It is perhaps only fitting that Team Sky cycling team chose to start its 2015 season off with a training camp at the immaculate Vanity Sports hotel in Puerto d’Alcudia, Mallorca. After all, since its inception five years ago, the British team has consistently shown excessive pride in all aspects of their sporting performance.
As part of their raison d’être, the team analyzed and dissected virtually every aspect of cycling. “Marginal gains” became the catchphrase as they searched for minute advantages in aerodynamics, diet, training, and so on. And for several years at least, the ensemble of minimal advantages provided maximal success.

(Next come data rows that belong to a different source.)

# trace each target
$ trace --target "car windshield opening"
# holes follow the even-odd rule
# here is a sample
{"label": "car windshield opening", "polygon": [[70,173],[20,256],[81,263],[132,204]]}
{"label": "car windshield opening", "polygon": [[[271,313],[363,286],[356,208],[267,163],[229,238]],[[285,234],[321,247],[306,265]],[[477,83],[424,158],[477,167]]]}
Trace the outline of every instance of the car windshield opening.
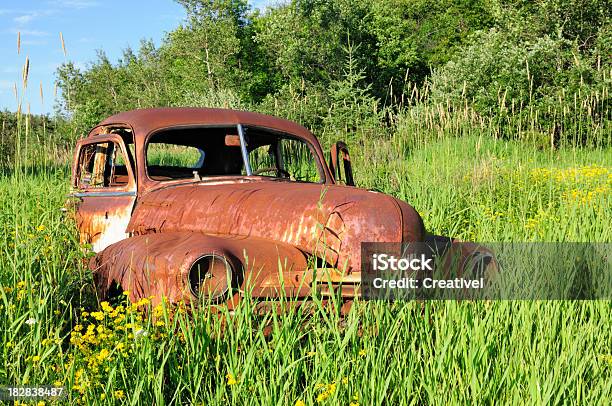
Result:
{"label": "car windshield opening", "polygon": [[[258,127],[243,127],[253,176],[321,182],[312,148],[303,140]],[[157,181],[246,176],[235,126],[174,128],[153,134],[146,148],[147,173]]]}

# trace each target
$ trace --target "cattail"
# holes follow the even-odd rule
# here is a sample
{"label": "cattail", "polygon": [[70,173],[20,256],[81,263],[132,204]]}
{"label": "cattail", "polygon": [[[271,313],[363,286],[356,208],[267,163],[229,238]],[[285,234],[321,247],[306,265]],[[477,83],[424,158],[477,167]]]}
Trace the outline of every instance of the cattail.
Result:
{"label": "cattail", "polygon": [[21,53],[21,32],[17,31],[17,55]]}
{"label": "cattail", "polygon": [[28,87],[28,75],[29,74],[30,74],[30,57],[26,56],[26,61],[25,61],[25,64],[23,65],[22,78],[21,78],[24,89]]}
{"label": "cattail", "polygon": [[43,86],[42,86],[42,81],[40,82],[40,103],[44,106],[45,105],[45,96],[43,94]]}
{"label": "cattail", "polygon": [[64,52],[64,58],[66,57],[66,43],[64,42],[64,34],[60,31],[60,41],[62,43],[62,51]]}

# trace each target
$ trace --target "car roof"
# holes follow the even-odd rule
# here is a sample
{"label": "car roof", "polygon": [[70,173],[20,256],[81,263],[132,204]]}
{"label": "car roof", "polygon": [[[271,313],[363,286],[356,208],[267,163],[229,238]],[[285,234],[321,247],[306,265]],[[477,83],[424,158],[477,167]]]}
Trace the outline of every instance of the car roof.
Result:
{"label": "car roof", "polygon": [[269,128],[305,138],[317,143],[316,137],[305,127],[282,118],[266,114],[231,109],[164,107],[131,110],[110,116],[100,122],[89,135],[99,131],[99,127],[129,125],[134,130],[136,142],[143,142],[151,132],[176,126],[232,126],[243,124]]}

For several years at least, Team Sky was synonymous with victory, highlighted by overwhelming wins in the 2012 and 2013 Tours de France by Bradley Wiggins and Christopher Froome.
But that string of successes came to an abrupt halt in 2014. Suddenly the team that seemingly breathed victory could not even buy one. Geraint Thomas crashed with the yellow jersey in the springtime Paris-Nice race and eventually abandoned the event. Richie Porte, the Australian sensation in 2013, suffered an endless series of illnesses that kept him from obtaining any significant level of success.
“I think there was a little complacency. I think there was a little bit of a ‘We-have-discovered-the-Holy-Grail’ mentality.”
Then came the collapse of Froome himself. A back injury slowed his progress during the spring. He then crashed heavily in the Dauphine Criterium, a key warm-up race for the Tour de France, while wearing the yellow jersey. And the downward spiral continued in the first week of the Tour de France when he crashed three times in two days. Fracturing his right hand and left wrist, he had no choice but drop out. It was a dismal season, even considering his second-place finish in September at the Vuelta a España.
“You know, until then we had rarely had such bad luck with our leaders,” Nicolas Portal, Froome’s principal race director, told Outside. “And in 2014 it just rained down on us.”
Understandably, questions swirled. Had the team become complacent or had other teams finally caught up in the eternal search for marginal gains?
Visiting the first Team Sky training camp this year, it became immediately apparent that the team has spent the offseason asking the same questions themselves. And while “marginal gains” may still be the catch phrase, “hungry” is the now new buzzword. Everyone from team general manager Sir David Brailsford to the riders and staff spoke of their hunger to return to the summit of the sport.
“I think there was a little complacency. I think there was a little bit of a ‘We-have-discovered-the-Holy-Grail’ mentality,” Fran Millar said when looking back on the void that was 2014. The sister of now-retired British cyclist David Millar, Fran’s official title is Head of Winning Behavior. As such, she is responsible for keeping the team focused on winning principles that took them to the top in 2012 and 2013. And while Millar’s title may be a bit grandiloquent, Fran, who has worked with the team since its inception, speaks without pretention. “Sometimes getting a bit of a kicking is the best thing that can happen!”
Team leader Chris Froome says that on a personal level he has added five gym sessions of weekly core training to his schedule, something that has relieved him of the nagging back pains. He maintains that the team needs to work on racing together more at the front. “Obviously every bike rider is going to crash,” Froome says. “But there are things you can do to reduce those chances. Learning to move better in the pack. Having a strong team around you. These are all things to can do to avoid crashing.”
At the moment, Froome is focused on winning the Tour de France in 2015 once again. Meanwhile Brailsford is focused on improving what is a cycling team’s equivalent to world-famous British sports-car maker McLaren’s state-of-the-art P1 super car.
“Perfection doesn’t exist. You always strive for it,” Brailsford says. “But it’s unattainable. There is always room to improve. There are always more marginal gains that you can find. It’s funny—if you ever visit the McLaren factory they have all of their cars lined up from every year. And what you see is a steady progression, an evolution. Each year they made the best car they could make. Each year they made a car they didn’t think they could improve upon. And yet each year they made a better car.”